We’re not just exposing him. We’re boxing him in. If Jack finds me, if he still wants to, I’d give anything to finish this beside him. That’s the truth I carry with me. That I left to keep him safe, but I ache for the moment I get to see him again. Whatever happens next, I want us side by side.
Later, as we gather in the kitchen for a quick break, Sienna hands me a mug of tea. “You okay?” she asks, softer now that Dawson’s stepped out to take another call.
I nod slowly. “I think so. Just tired. Emotionally.”
“You don’t have to be okay every second,” she says, leaning back against the counter. “It’s been a hell of a week.”
“It’s been a hell of a year.” I offer a thin smile. “But yeah. I guess I didn’t expect to feel this… split.”
“Between wanting to win and wanting Jack?”
I glance at her, surprised by the clarity.
Sienna shrugs. “I’ve seen the way you look when someone mentions him. Like you’re flinching and hoping in the same breath.”
I sip the tea. “I love him. But I don’t know what’s waiting on the other side of this.”
“Maybe he is.”
I close my eyes, just for a second. Let that idea settle. Maybe he is.
Sienna watches me a beat longer, then lowers her voice. “You know, I used to think you were just… careful. Always weighing things. Always trying to be what people needed.”
I meet her eyes, the truth catching in my throat. “You weren’t wrong,” I say, but there’s a sting behind the words. Because admitting it means acknowledging the version of myself I once was, compliant, contained, almost complicit. It hurts to see how much I needed to be cracked open to find the person I am now.

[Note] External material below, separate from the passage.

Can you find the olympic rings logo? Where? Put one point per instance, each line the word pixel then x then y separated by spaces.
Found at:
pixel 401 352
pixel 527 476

“...But now?” Sienna smiles, just a little. “Now you don’t bend anymore. You decide. That’s who you are. It’s not about rebellion. It’s about truth.”
The words hit deeper than I expect. I look away for a second, blinking fast.
“I didn’t leave Jack because I was scared,” I say quietly. “I left because I wanted him to live. Because Derek was watching and I thought… maybe if I disappeared, he’d be safe.”
“You’re still protecting him,” she says.
“And I’d do it again.”
Silence stretches between us, warm and heavy.
“But next time,” I add, “I want to fight with him, not from a distance.”
Sienna nods slowly. “And I think he’d want that too.”
“Even if it costs everything,” I murmur.
“Especially if it means standing beside someone who finally sees you as you are.”
I stare down at my tea, emotions knotting in my throat. This is what change feels like, not just a shift, but a reckoning.
“Then let’s finish this,” Sienna says. “And give him the world you both deserve.”
28
JACK
Ipull up to the address in Brooklyn just after dusk, the sky softening into that strange blue that only exists between day and night. A tension lingers in the air, pressing against the windows of the car before I even open the door.
Rosenthal’s townhouse is wedged between two converted brownstones, nondescript except for the way my pulse picks up as I stare at it. Ari found the footage three hours ago, grainy street cam pulled from an angle no one should’ve caught, except she did. Ivy, hood up, slipping inside.
I park, step out. My shoes hit the pavement with the kind of finality that says this is it.